If you are experiencing problems building or using FTorch please see below for guidance on common problems or queries.
The reason input and output tensors to/from
torch_model_forward are contained in arrays
is because it is possible to pass multiple input tensors to the forward()
method of a torch net, and it is possible for the net to return multiple output
tensors.
The nature of Fortran means that it is not possible to set an arbitrary number of inputs to the torch_model_forward subroutine, so instead we use a single array of input tensors which can have an arbitrary length. Similarly, a single array of output tensors is used.
Note that this does not refer to batching data. This should be done in the same way as in Torch; by extending the dimensionality of the input tensors.

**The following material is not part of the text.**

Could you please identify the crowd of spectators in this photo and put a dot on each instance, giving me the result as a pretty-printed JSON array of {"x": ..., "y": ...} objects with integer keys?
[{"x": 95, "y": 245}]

torch.inference_mode(), torch.no_grad(), or torch.eval() somewhere like in PyTorch?By default we disable gradient calculations for tensors and models and place models in
evaluation mode for efficiency.
These can be adjusted using the requires_grad and is_training optional arguments
in the Fortran interface. See the API procedures documentation
for torch_tensor_from_array and
torch_model_load etc. for details.
FTorch makes heavy use of Fortran interfaces to module procedures to achieve
overloading of subroutines
such that for users do not need to call a different subroutine for each rank or type
of tensor.
If you make a call to a subroutine that fails to match anything in the interface you will face a compile-time error of the form:
42 | call torch_tensor_from_array(tensor, in_data, tensor_layout, torch_kCPU)
| 1
Error: There is no specific subroutine for the generic ‘torch_tensor_from_array’ at (1)
The first thing to do in this instance is to inspect the interface you are trying to call, and instead attempt to call the specific procedure you expect to use. This can often provide more instructive error messages about what you are doing incorrectly.
Such errors can also occur if you pass a temporary array where the procedure expects
to receive a Fortran array with the target property. For example:
34 | call torch_tensor_from_array(a, [1.0_wp], torch_kCPU, requires_grad=.true.)
| 1
Error: There is no specific subroutine for the generic ‘torch_tensor_from_array’ at (1)
That is, the second argument should be a Fortran array with the target
property, not the temporary array [1.0_wp]. This kind of thing was possible in
FTorch at v1.0 but has since been removed because it is erroneous. Similarly
for expressions involving torch_tensors, e.g., products such as
34 | call torch_tensor_from_array(a, 1.0*in_data1, torch_kCPU, requires_grad=.true.)
| 1
Error: There is no specific subroutine for the generic ‘torch_tensor_from_array’ at (1)
and slices such as
36 | call torch_tensor_from_array(a, in_data1(1,:), torch_kCPU, requires_grad=.true.)
| 1
Error: There is no specific subroutine for the generic ‘torch_tensor_from_array’ at (1)
int64 versions of ftorch for large tensorsAn alternative cause of the 'no specific subroutine' error can occur if your tensor
dimension is larger than FTorch supports by default.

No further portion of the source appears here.